Coriolanus à Stratford, SLĀV à Montréal, La flûte enchantée à Québec, l'été de Robert Lepage a de quoi donner le tournis. Fidèle à lui-même, l'homme aborde ces défis avec sagesse. Rencontre avec celui qui troque le soleil pour les projecteurs de théâtre.

Au début du mois, vous avez signé la mise en scène du ballet Frame by Frame pour le Ballet national du Canada, la première de Coriolanus a eu lieu vendredi au Festival de Stratford, celle de SLĀV a lieu demain à Montréal. Le 31 juillet, ça sera au tour de La flûte enchantée de prendre son envol à Québec avant de se rendre à New York. Pour le commun des mortels, cela ressemble à un incroyable tourbillon. Est-ce aussi le cas pour vous ?

En effet, c'est un gros tourbillon pour moi. Je mène toujours plusieurs projets en même temps, mais là, il est vrai que c'est très particulier. Normalement, je travaille par blocs. On fait deux ou trois semaines de travail et de recherche, et on met cela sur la glace pour un bout de temps avant de reprendre. Ce qui est spécial en ce moment, c'est que toutes les premières ont lieu à peu près en même temps. J'ai la langue à terre, un peu.

C'est difficile de tenir le coup ?

À la veille d'une première, on n'a pas le même type d'énergie, de trac ou d'angoisse. C'est sûr que je m'ennuie un peu des années où je lançais plusieurs choses et où c'était plus relax. Depuis quelques mois, je vis une période très intense. Finalement, je n'aurai pas vu l'année de mes 60 ans.

On m'a raconté que vos proches vous ont organisé une grande fête pour cet anniversaire en décembre dernier. Ça vous fait quoi de vieillir ?

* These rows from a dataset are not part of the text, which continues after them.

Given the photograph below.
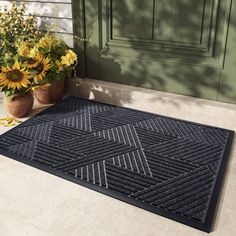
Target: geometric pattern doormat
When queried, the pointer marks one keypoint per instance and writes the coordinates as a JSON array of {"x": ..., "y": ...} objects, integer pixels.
[{"x": 167, "y": 166}]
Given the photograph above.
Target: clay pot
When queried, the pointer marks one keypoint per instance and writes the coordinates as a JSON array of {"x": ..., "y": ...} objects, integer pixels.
[
  {"x": 20, "y": 105},
  {"x": 50, "y": 93}
]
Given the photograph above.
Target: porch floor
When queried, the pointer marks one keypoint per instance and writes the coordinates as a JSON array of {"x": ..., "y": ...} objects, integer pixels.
[{"x": 33, "y": 202}]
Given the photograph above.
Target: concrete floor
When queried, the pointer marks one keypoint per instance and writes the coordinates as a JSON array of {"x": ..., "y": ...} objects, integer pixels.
[{"x": 35, "y": 203}]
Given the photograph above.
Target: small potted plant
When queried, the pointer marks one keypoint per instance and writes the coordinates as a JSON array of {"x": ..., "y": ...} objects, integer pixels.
[{"x": 16, "y": 79}]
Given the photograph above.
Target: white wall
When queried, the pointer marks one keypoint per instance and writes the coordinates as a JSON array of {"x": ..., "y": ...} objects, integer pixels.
[{"x": 57, "y": 11}]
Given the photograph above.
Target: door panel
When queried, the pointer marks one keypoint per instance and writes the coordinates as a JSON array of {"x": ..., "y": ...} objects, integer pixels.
[{"x": 169, "y": 45}]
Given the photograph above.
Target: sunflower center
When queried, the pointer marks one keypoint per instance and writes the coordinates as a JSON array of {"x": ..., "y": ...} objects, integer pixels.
[
  {"x": 40, "y": 68},
  {"x": 31, "y": 61},
  {"x": 14, "y": 75}
]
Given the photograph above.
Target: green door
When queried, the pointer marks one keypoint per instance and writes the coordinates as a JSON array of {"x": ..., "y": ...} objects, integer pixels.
[{"x": 169, "y": 45}]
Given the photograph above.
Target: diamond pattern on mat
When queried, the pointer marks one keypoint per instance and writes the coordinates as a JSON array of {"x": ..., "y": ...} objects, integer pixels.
[{"x": 158, "y": 162}]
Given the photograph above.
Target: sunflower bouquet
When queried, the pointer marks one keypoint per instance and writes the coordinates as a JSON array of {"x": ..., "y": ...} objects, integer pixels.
[
  {"x": 15, "y": 28},
  {"x": 30, "y": 59}
]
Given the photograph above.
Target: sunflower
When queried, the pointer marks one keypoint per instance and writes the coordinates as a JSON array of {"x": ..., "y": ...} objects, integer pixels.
[
  {"x": 69, "y": 59},
  {"x": 42, "y": 68},
  {"x": 33, "y": 62},
  {"x": 14, "y": 77}
]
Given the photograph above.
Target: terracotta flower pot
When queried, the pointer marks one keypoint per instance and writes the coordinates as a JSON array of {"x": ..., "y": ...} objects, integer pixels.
[
  {"x": 20, "y": 105},
  {"x": 51, "y": 93}
]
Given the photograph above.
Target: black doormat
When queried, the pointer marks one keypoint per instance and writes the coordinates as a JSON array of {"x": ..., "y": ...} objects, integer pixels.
[{"x": 167, "y": 166}]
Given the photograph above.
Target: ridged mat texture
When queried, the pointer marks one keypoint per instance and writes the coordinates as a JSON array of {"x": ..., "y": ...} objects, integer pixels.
[{"x": 168, "y": 166}]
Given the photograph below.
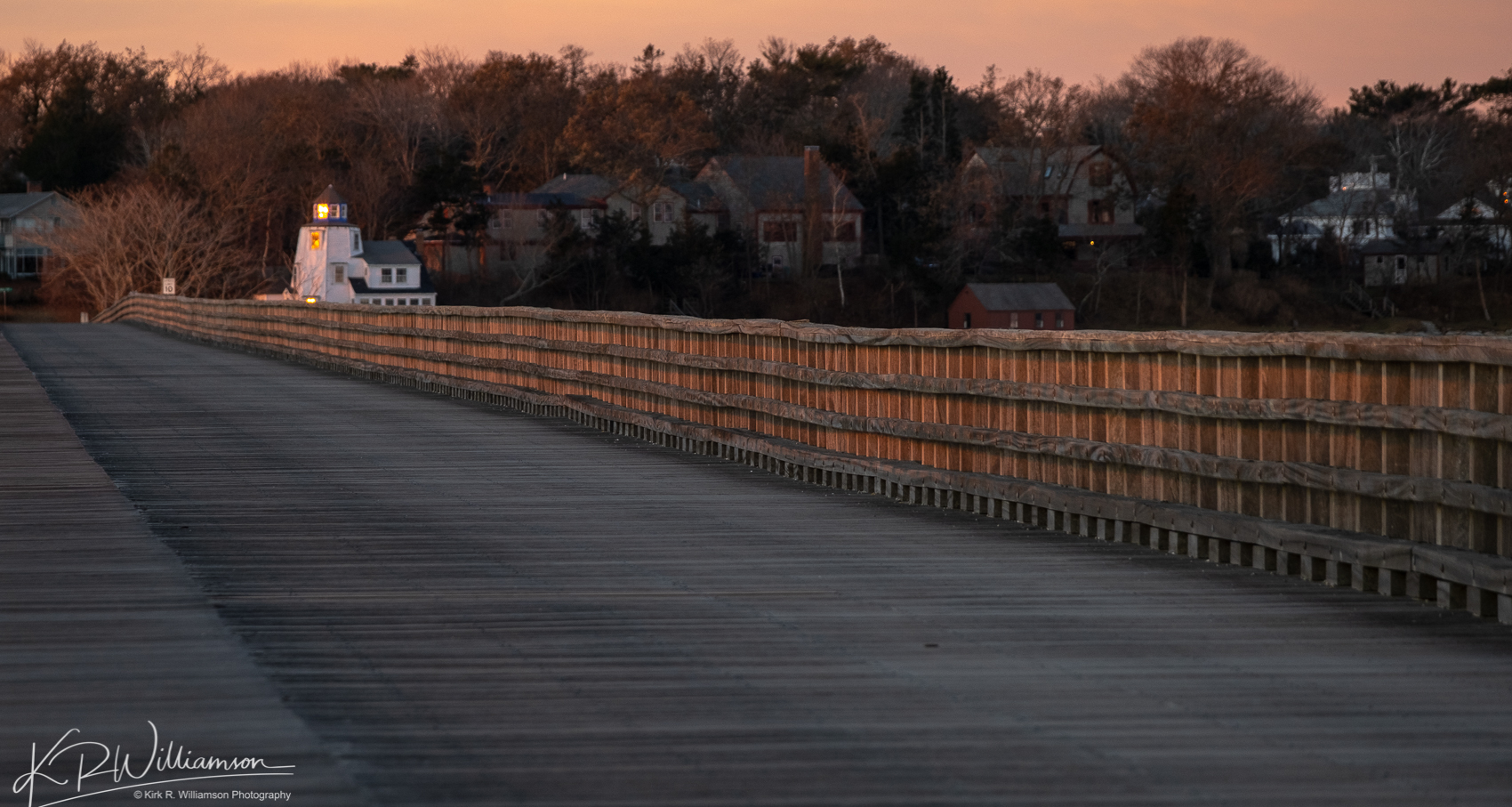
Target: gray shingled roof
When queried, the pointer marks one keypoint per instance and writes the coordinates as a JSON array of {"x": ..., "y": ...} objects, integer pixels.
[
  {"x": 389, "y": 253},
  {"x": 330, "y": 195},
  {"x": 540, "y": 200},
  {"x": 700, "y": 197},
  {"x": 776, "y": 183},
  {"x": 1021, "y": 296},
  {"x": 1000, "y": 157},
  {"x": 14, "y": 205},
  {"x": 1099, "y": 230},
  {"x": 589, "y": 186},
  {"x": 1350, "y": 203}
]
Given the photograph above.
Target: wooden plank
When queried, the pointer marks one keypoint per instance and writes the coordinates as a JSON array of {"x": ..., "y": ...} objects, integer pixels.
[
  {"x": 479, "y": 606},
  {"x": 105, "y": 631}
]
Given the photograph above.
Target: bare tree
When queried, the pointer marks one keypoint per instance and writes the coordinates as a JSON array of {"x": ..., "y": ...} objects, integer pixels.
[
  {"x": 1213, "y": 120},
  {"x": 129, "y": 239}
]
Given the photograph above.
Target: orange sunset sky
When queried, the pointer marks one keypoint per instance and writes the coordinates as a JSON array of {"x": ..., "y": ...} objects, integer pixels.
[{"x": 1331, "y": 44}]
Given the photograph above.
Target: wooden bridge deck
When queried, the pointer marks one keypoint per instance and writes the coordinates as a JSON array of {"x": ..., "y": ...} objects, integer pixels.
[{"x": 472, "y": 606}]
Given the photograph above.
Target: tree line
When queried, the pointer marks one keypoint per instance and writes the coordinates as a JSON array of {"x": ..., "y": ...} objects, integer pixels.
[{"x": 1214, "y": 142}]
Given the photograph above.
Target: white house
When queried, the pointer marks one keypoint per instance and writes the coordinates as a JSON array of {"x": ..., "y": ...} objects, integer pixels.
[
  {"x": 800, "y": 214},
  {"x": 23, "y": 215},
  {"x": 1078, "y": 188},
  {"x": 1358, "y": 209},
  {"x": 1473, "y": 216},
  {"x": 333, "y": 263}
]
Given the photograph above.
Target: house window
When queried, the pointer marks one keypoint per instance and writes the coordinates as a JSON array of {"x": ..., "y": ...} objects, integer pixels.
[
  {"x": 779, "y": 231},
  {"x": 1099, "y": 212},
  {"x": 1056, "y": 209},
  {"x": 842, "y": 231}
]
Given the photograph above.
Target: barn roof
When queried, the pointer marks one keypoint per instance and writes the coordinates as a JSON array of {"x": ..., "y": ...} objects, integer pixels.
[{"x": 1021, "y": 296}]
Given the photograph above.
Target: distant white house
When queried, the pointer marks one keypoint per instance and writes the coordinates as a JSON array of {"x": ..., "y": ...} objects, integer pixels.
[
  {"x": 1481, "y": 216},
  {"x": 23, "y": 215},
  {"x": 333, "y": 263},
  {"x": 1360, "y": 209}
]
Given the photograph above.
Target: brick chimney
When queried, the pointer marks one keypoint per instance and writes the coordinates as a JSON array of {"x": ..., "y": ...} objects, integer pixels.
[{"x": 812, "y": 210}]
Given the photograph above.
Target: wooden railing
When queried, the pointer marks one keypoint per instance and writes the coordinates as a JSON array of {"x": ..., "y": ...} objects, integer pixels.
[{"x": 1403, "y": 437}]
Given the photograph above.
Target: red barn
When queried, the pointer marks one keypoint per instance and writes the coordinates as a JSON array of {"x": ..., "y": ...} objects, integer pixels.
[{"x": 1030, "y": 305}]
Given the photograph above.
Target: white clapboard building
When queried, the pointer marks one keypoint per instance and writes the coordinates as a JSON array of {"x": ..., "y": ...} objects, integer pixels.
[{"x": 333, "y": 263}]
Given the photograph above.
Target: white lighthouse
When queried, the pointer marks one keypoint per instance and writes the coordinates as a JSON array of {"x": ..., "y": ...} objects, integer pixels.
[{"x": 333, "y": 263}]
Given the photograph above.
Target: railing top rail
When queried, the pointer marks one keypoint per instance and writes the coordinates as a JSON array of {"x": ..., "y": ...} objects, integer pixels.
[{"x": 1484, "y": 350}]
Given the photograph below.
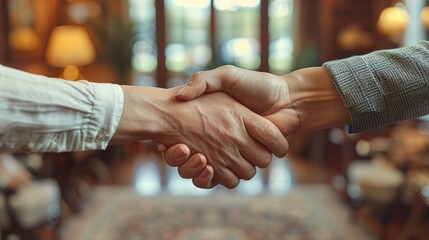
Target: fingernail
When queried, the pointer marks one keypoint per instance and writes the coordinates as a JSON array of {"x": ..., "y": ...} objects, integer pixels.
[
  {"x": 196, "y": 162},
  {"x": 159, "y": 147},
  {"x": 180, "y": 152},
  {"x": 183, "y": 90},
  {"x": 205, "y": 173}
]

Vous voulez que l'on parle de mon âge ? [Rires] Cette fête m'a procuré un beau feeling, celui que la vie a été bonne pour moi et pour les gens autour de moi. Vieillir ne me fait pas peur. C'est sûr qu'il y a des choses que je ne peux plus faire, mais j'aime l'idée que nous vieillissons avec de plus grandes connaissances, avec de meilleures intuitions. Quand j'entends des gens dire qu'ils aimeraient avoir de nouveau 25 ans, je me dis : ben voyons donc ! J'étais épais, à cet âge-là. Il y a un an, j'étais épais. C'est comme ça que je vois les choses. On valorise la jeunesse surtout pour l'énergie et la santé. Moi, je vois tous les projets qui sont devant moi et je suis très heureux.

Justement, plongeons dans quelques-uns de ces projets. Vous allez une fois de plus entrer dans l'univers de Coriolan. Vous avez visité cette oeuvre de Shakespeare plusieurs fois. La première fois remonte à quand ?

C'était avec le Théâtre Repère en 1983. Comme il y avait plus de filles que de gars dans le groupe, on avait inversé les rôles. Il y avait parmi les comédiennes des femmes au tempérament fort, comme Marie-Thérèse Fortin. Les trois gars jouaient les rôles féminins et les filles interprétaient les personnages masculins.

Qu'est-ce qu'il a encore à vous dire, ce fameux Coriolan ?

Quand tu t'attaques à une pièce de Shakespeare, tu ne peux pas te contenter de la monter une seule fois. Tu dois la revisiter. Ses pièces sont des joyaux. On y retrouve plusieurs facettes. Elles sont souvent en phase avec l'époque où tu décides de les monter. Dans le cas de Coriolan, j'ai toujours présenté ce personnage comme quelqu'un d'antipathique, d'élitiste, qui n'aime pas son peuple. Dans cette culture des réseaux sociaux dans laquelle on vit et qui fait que des décisions des gouvernements sont prises en fonction des « likes », on se rend compte que c'est l'ignorance générale qui décide de tout. J'exagère un peu, mais je ne suis pas loin de la réalité. C'est quelque chose qui m'horripile en ce moment.

Vous avez donc intégré cette réalité dans Coriolan ?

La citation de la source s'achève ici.